Hi, I am writing a very simple kernel that does Bayer interpolation. I cannot get this kernel to run any faster than 2000 ticks in the CUDA profiler report, but I believe it should be much quicker if I had a better understanding of CUDA, and what parts of this are going slow.
Basically, the kernel takes a float array (global mem or texture, didnt seem to make much speed difference) where each pixel is:
Each pixel in the ouput array gets 3 values, one for each of red/blue/green, averaged from all measurements of that color in a 3x3 window around the pixel.
The naive approach is to have the kernel operate on each pixel independently, search a 3x3 window with if statements to determine which elements to add together. This gives me a score of 2300 in the profiler.

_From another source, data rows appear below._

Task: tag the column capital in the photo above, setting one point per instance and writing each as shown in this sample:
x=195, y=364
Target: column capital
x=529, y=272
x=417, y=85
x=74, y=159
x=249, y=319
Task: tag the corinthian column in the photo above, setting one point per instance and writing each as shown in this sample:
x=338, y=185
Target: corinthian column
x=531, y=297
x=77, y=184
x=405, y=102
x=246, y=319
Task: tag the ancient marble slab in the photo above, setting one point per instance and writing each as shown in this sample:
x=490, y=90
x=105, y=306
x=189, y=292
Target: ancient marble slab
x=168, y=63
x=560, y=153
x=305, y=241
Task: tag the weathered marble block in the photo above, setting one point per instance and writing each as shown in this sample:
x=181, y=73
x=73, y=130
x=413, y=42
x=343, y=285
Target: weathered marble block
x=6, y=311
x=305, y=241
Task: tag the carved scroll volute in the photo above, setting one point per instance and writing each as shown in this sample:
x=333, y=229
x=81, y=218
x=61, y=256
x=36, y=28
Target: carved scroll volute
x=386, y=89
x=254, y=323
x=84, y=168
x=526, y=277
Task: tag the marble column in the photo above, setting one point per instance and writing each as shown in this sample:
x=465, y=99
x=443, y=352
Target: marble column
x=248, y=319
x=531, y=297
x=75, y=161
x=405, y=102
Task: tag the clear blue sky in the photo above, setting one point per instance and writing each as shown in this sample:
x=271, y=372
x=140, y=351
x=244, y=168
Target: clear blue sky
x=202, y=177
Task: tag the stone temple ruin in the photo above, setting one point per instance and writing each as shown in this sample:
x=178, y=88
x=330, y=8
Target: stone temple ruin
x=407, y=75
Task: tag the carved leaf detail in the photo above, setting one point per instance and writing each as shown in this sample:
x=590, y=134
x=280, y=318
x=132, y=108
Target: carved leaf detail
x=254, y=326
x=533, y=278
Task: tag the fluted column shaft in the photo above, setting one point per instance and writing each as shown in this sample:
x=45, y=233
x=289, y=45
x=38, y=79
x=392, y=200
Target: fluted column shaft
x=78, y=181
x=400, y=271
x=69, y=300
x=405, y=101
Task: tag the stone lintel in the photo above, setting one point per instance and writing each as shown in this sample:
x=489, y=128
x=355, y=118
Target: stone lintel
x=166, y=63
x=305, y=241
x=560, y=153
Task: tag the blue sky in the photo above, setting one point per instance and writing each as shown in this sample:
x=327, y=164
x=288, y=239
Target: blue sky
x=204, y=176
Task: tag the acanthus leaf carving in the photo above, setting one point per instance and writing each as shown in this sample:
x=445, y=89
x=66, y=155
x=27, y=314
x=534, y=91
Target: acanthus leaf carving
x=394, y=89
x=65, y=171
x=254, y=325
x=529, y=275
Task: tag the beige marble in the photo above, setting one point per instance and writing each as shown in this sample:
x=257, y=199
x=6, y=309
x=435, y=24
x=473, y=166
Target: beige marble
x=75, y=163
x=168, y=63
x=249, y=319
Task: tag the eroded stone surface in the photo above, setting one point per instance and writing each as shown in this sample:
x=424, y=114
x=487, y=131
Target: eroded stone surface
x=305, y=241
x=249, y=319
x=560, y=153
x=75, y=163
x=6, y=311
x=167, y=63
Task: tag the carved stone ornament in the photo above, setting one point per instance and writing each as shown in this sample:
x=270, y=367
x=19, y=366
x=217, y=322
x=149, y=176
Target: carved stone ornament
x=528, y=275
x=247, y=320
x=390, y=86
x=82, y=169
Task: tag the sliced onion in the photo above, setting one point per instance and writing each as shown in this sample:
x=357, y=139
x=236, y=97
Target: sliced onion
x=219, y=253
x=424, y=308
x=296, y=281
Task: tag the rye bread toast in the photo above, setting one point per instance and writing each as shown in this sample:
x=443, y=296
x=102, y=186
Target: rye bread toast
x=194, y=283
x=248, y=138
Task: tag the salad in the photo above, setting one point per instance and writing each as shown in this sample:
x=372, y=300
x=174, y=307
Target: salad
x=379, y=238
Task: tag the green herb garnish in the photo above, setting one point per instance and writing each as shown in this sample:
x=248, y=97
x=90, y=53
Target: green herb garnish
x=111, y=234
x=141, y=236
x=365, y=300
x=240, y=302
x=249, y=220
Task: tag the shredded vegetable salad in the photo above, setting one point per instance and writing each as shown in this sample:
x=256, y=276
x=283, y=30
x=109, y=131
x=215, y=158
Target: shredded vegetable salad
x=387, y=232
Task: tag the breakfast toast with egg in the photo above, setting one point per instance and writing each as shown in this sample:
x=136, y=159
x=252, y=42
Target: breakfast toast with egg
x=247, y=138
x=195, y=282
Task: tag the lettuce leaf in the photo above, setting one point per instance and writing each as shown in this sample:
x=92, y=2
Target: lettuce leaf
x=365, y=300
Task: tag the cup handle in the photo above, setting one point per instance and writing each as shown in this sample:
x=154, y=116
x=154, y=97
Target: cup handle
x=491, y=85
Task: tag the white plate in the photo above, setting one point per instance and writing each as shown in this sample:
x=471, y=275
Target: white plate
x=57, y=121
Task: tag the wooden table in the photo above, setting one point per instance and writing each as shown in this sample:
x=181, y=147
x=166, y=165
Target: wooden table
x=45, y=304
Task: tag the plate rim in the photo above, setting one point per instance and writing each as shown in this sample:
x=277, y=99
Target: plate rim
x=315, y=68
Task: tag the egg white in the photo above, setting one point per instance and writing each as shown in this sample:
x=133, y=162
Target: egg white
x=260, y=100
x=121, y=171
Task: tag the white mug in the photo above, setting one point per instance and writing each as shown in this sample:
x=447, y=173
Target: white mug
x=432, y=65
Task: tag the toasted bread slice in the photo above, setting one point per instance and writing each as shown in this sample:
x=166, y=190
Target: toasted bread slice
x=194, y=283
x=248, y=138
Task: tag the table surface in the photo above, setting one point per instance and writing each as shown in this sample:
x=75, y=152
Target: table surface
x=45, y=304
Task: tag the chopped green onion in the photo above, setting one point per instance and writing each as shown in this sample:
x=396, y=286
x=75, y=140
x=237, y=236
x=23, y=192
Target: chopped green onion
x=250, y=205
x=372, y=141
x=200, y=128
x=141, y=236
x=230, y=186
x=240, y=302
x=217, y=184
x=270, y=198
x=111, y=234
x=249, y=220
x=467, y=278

My next step was to load local blocks into shared memory, because they are accessed by neighboring pixels, so I thought this would be faster. This only reduced it to 2000. What am I doing that is slow here? I feel like this should be a very simple thing for the GPU to do.
Here is my psuedo code:
BLOCKDIM = 16 dim3 threads(BLOCKDIM, BLOCKDIM); dim3 grid(iDivUp(size.x, BLOCKDIM_X), iDivUp(size.y, BLOCKDIM_Y)); bayerKernel<<<grid, threads>>>(dst,src,size) CUDA_SAFE_CALL( cudaThreadSynchronize() );
shared LocalBlock[(BLOCKDIM+2)*(BLOCKDIM+2)] //+2 because of the 1 pixel apron around the block that needs to also be loaded each pixel loads src[pos] into LocalBlock pixels around the border also load their neighbor outside the block into LocalBlock __syncthreads(); if in a red center dst[pos].r = src[pos] dst[pos].g = sum of 4 green neighbors / 4 dst[pos].b = sum of 4 blue neighbors / 4 else if in a blue center dst[pos].r = sum of 4 red neighbors / 4 dst[pos].g = sum of 4 green neighbors / 4 dst[pos].b = src[pos] else if in a green center dst[pos].r = sum of 2 red neighbors / 2 dst[pos].g = src[pos] dst[pos].b = sum of 2 blue neighbors / 2
Any help would be appreciated. Thanks!